Winning Creative Patterns (2026)
| Pattern | Performance Signal | Category Fit |
|---|---|---|
| UGC-style (real people) | Higher trust, better CTR | Universal |
| Hook in first 2 seconds | Stop-the-scroll mandatory | Universal |
| Creator-led (employee/influencer) | Dramatically higher engagement | Mid-funnel, consideration |
| Spark Ads (boosted organic) | ~20% higher completion rate (2026 benchmark) | Proven organic content |
| Action overlays ("Download", "Try it") | 18%+ conversion lift | Bottom-funnel |
| 15-30 second duration | Optimal completion-to-action ratio | Universal |
| Problem-solution narrative | High intent capture | App/game installs |
Creative Velocity Intelligence
| Metric | What to Measure | Benchmark (2026) |
|---|---|---|
| Creatives per month (top advertisers) | Total new ads launched | 100-500+ for F2P gaming top 1% |
| Creative lifespan | Days before retirement | 7-14 days (hyper-casual), 21-30 days (mid-core) |
| Variant ratio | Variants per concept | 5-10x per winning concept |
| Format split | Video vs. static vs. playable | 70% video, 20% playable, 10% static (gaming) |
TikTok Algorithm Nuance: Over-optimized ads get penalized by the algorithm (too polished = less native). Sound selection impacts distribution beyond just the ad — trending sounds get more impressions. Hashtag challenges do not equal ad performance (don't confuse organic virality with paid ad effectiveness).
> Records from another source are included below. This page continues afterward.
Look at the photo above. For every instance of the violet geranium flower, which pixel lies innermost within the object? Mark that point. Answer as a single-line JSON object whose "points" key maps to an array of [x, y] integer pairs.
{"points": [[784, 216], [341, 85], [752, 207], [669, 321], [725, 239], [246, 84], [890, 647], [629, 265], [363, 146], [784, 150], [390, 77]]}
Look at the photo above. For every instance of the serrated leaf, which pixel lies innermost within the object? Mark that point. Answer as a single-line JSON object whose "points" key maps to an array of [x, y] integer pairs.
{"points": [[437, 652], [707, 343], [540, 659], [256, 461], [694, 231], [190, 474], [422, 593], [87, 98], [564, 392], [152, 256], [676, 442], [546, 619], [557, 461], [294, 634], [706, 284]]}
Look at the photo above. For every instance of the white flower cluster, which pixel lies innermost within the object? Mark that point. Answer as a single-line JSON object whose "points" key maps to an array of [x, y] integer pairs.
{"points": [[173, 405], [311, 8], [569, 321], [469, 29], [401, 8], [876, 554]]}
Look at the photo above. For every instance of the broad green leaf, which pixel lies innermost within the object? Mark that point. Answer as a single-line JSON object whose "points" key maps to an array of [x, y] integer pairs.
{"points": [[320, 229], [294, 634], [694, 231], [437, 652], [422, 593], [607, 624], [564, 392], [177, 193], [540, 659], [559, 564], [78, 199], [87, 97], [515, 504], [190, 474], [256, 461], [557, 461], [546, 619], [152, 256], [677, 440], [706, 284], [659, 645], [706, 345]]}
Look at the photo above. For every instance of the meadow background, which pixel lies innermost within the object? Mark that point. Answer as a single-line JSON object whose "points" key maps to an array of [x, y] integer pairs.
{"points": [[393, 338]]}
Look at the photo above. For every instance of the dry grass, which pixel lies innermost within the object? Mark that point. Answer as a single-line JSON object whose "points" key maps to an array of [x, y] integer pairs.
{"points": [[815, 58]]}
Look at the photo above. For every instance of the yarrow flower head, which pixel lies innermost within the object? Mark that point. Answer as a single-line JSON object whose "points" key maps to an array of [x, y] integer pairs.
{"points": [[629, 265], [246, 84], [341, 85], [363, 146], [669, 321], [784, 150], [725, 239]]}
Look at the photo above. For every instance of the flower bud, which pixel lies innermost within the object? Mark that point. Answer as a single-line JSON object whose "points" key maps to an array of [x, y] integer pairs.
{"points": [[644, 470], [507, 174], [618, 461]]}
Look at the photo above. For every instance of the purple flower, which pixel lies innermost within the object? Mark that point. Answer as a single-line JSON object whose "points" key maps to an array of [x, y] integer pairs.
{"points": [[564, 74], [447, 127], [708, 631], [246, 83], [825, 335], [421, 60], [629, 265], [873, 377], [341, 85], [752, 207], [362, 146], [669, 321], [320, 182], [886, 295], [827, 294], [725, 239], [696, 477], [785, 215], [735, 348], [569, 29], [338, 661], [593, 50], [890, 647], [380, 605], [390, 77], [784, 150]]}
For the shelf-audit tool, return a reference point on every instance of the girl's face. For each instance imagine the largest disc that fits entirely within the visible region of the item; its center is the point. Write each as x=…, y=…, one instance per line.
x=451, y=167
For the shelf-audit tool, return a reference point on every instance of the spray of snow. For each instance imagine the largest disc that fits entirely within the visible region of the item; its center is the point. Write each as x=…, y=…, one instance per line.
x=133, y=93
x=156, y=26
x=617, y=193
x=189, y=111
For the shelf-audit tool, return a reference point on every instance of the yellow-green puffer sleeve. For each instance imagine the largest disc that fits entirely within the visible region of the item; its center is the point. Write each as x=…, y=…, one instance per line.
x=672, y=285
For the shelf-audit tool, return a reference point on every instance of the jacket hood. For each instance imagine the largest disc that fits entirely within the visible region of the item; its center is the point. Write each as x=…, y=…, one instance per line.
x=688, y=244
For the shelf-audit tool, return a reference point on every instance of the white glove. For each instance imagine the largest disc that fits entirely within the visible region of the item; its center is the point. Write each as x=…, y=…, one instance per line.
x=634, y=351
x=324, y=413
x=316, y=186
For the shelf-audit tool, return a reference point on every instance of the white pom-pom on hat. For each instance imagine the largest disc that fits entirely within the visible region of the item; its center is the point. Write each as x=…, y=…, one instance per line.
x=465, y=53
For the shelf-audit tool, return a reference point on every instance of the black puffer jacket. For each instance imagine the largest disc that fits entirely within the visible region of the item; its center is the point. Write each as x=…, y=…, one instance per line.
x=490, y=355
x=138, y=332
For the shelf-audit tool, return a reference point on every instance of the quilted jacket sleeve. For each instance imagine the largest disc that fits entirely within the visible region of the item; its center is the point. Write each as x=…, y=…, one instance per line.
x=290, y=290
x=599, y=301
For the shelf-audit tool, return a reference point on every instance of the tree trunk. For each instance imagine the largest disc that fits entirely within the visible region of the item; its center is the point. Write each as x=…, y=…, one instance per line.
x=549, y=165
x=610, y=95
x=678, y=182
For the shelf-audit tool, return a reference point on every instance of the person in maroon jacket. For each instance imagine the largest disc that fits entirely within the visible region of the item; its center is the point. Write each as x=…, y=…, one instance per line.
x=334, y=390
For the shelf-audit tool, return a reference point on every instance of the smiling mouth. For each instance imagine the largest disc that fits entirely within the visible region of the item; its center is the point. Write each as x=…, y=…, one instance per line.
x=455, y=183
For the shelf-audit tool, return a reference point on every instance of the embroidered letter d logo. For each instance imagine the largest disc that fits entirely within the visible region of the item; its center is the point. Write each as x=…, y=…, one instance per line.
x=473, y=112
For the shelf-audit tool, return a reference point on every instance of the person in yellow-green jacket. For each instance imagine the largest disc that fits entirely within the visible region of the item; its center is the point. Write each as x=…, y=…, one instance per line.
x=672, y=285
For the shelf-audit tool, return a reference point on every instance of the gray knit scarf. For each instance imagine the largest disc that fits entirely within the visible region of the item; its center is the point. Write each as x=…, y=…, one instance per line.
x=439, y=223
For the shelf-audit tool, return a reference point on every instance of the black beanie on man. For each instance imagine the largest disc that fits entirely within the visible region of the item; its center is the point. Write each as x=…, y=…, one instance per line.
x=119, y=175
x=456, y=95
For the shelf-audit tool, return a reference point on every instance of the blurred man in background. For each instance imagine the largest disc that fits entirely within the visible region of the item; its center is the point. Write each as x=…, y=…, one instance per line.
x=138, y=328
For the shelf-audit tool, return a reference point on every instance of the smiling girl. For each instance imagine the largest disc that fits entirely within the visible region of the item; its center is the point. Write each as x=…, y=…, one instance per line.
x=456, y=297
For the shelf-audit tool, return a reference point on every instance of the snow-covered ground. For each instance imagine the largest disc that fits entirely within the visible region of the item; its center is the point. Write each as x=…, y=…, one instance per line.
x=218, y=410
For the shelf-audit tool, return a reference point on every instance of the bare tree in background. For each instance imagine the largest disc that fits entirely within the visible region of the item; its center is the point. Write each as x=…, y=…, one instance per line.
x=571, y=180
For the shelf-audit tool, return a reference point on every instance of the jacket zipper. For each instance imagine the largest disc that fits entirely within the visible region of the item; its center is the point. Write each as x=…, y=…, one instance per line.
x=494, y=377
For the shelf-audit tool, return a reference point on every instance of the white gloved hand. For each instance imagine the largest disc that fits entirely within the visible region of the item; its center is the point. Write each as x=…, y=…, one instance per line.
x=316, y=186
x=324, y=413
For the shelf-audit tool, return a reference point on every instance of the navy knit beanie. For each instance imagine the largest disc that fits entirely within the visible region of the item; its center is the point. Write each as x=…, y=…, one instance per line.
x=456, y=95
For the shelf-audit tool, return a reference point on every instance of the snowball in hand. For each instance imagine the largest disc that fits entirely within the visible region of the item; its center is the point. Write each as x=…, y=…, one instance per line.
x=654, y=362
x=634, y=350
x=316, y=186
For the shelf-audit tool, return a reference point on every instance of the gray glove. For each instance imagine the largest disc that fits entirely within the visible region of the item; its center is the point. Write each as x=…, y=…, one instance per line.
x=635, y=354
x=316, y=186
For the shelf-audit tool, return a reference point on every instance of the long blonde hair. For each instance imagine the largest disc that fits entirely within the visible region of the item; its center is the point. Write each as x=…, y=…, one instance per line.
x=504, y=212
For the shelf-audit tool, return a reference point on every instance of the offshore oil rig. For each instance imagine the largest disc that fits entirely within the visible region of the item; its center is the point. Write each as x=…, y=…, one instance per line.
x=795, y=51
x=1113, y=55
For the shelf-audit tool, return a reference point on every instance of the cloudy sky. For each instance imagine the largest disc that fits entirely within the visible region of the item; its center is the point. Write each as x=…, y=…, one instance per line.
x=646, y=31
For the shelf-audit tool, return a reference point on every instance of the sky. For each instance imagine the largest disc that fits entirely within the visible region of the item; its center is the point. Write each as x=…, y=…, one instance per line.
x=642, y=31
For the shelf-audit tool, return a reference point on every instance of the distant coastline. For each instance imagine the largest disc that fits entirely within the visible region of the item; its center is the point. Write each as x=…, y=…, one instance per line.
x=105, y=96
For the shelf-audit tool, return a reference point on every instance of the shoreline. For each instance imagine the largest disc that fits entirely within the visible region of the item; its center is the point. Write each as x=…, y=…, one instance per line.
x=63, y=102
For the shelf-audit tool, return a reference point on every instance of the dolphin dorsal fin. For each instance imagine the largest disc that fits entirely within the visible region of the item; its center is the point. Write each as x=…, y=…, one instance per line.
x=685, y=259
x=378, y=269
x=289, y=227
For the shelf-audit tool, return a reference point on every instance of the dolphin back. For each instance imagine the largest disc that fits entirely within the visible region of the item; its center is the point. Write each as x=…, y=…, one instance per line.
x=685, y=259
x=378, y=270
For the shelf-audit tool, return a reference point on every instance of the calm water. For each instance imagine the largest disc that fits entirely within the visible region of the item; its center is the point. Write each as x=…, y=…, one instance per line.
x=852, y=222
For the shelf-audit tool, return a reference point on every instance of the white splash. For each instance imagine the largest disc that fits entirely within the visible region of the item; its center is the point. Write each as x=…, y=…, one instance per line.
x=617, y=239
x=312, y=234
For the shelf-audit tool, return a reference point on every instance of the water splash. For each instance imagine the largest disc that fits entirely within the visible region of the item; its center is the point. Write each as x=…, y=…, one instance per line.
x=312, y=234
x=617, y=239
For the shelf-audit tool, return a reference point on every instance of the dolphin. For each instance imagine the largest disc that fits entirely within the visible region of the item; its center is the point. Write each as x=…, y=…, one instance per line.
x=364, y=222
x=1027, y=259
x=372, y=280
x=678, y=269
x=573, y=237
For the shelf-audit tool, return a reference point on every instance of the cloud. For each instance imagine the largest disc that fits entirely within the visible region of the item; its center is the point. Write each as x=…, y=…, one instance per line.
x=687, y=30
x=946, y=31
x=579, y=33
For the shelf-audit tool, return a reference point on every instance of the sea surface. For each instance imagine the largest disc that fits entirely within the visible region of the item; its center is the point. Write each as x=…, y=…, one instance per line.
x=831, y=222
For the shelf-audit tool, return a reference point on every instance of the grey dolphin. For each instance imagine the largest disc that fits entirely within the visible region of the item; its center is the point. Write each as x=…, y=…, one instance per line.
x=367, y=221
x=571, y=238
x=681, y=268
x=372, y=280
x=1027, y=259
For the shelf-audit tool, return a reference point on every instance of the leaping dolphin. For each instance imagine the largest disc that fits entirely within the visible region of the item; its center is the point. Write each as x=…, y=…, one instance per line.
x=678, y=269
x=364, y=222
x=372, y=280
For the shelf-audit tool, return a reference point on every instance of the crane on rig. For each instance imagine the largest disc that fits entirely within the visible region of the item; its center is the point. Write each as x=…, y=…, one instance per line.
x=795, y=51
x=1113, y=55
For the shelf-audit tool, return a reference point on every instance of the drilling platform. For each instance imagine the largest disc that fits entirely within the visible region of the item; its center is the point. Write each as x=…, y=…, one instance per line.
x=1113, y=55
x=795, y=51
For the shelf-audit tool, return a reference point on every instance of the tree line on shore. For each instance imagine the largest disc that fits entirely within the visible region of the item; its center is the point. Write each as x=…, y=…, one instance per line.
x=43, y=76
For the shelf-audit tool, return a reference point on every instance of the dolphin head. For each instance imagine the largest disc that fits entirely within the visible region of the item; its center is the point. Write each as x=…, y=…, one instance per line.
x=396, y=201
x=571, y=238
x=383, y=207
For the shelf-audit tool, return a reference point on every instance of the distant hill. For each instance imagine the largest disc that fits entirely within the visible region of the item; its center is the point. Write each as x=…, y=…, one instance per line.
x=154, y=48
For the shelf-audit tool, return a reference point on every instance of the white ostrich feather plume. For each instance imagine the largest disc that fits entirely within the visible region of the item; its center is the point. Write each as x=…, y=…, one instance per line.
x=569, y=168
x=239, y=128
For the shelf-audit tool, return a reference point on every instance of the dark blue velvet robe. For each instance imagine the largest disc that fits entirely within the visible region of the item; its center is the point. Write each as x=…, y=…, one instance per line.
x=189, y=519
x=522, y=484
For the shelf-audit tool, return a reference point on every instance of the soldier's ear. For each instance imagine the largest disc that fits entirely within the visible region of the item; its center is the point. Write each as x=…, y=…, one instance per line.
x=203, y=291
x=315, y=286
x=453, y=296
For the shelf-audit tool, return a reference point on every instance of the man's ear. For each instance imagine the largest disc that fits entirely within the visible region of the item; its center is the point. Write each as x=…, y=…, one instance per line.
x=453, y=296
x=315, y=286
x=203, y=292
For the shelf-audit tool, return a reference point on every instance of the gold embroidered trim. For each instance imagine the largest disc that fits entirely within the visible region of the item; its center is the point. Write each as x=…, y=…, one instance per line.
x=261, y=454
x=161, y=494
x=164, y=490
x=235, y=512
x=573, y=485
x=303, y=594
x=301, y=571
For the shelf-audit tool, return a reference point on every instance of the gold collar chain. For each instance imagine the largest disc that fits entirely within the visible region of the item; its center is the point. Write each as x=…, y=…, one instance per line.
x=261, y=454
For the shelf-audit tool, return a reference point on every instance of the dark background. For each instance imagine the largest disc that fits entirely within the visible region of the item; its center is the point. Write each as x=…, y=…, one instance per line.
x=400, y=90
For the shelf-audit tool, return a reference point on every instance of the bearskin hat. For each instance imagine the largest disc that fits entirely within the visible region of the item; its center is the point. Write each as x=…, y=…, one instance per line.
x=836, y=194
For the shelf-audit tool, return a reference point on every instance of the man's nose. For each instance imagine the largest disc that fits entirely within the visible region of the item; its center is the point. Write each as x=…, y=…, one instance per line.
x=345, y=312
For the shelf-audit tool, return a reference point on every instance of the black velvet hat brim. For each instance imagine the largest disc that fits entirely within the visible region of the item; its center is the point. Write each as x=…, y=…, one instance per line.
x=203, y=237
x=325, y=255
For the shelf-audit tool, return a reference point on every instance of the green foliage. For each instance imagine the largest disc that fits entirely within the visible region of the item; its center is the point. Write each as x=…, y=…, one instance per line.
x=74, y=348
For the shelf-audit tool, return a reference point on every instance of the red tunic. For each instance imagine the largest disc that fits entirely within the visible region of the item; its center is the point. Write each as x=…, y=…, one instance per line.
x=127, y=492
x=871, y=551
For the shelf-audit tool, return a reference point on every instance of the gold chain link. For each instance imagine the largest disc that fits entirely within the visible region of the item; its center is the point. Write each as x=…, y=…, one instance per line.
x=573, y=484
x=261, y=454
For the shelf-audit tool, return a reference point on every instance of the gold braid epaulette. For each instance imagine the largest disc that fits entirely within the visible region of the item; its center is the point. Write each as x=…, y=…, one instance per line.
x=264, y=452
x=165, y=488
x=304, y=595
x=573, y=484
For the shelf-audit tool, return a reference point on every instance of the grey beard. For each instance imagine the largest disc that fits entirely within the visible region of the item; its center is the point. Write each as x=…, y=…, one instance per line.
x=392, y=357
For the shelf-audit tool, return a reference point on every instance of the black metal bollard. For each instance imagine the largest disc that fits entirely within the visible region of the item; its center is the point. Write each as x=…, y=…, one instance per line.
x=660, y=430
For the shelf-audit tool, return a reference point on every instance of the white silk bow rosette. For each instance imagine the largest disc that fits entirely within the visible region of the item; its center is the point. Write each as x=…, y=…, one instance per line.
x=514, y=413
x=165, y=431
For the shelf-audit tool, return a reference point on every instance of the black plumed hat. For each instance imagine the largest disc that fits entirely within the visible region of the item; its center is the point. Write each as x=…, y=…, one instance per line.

4. Apple Ads (formerly Apple Search Ads)
Tools
| Tool | Cost | Use For |
|---|---|---|
| Apple Ads dashboard | Free (with account) | Search popularity scores (1-100), suggested keywords |
| App Store auto-complete | Free | Apple's own keyword suggestions |
| AppTweak | Free Starter | Keyword suggestions, competitor visibility, download estimates, CPP analysis |
| MobileAction | Limited free | Competitor keyword strategies, estimated budgets, impression share |
| SplitMetrics | Free trial | Creative A/B testing for App Store pages, CPP optimization |
| SensorTower | $25K+/yr | Full creative gallery, keyword analytics, CPI forecasts |
Research Workflow
- Seed keywords from your app metadata: Title, subtitle, keyword field
- Competitor app analysis: Via ASO tools, identify keywords in competitor metadata
- Auto-complete mining: Type partial category terms, note all Apple suggestions
- Search popularity scoring: Prioritize keywords with popularity 40+ (below 40 = too low volume)
- Competitor ad monitoring: Search your target keywords, screenshot which competitors appear
- Custom Product Page (CPP) analysis: This is the 2026 differentiator — 20% of ASA success is keywords, 80% is CPP alignment
Custom Product Pages (CPPs) — The 2026 Lever
The key insight: Apple Ads now links to Custom Product Pages, not just your default store listing. Competitive intelligence must include CPP analysis.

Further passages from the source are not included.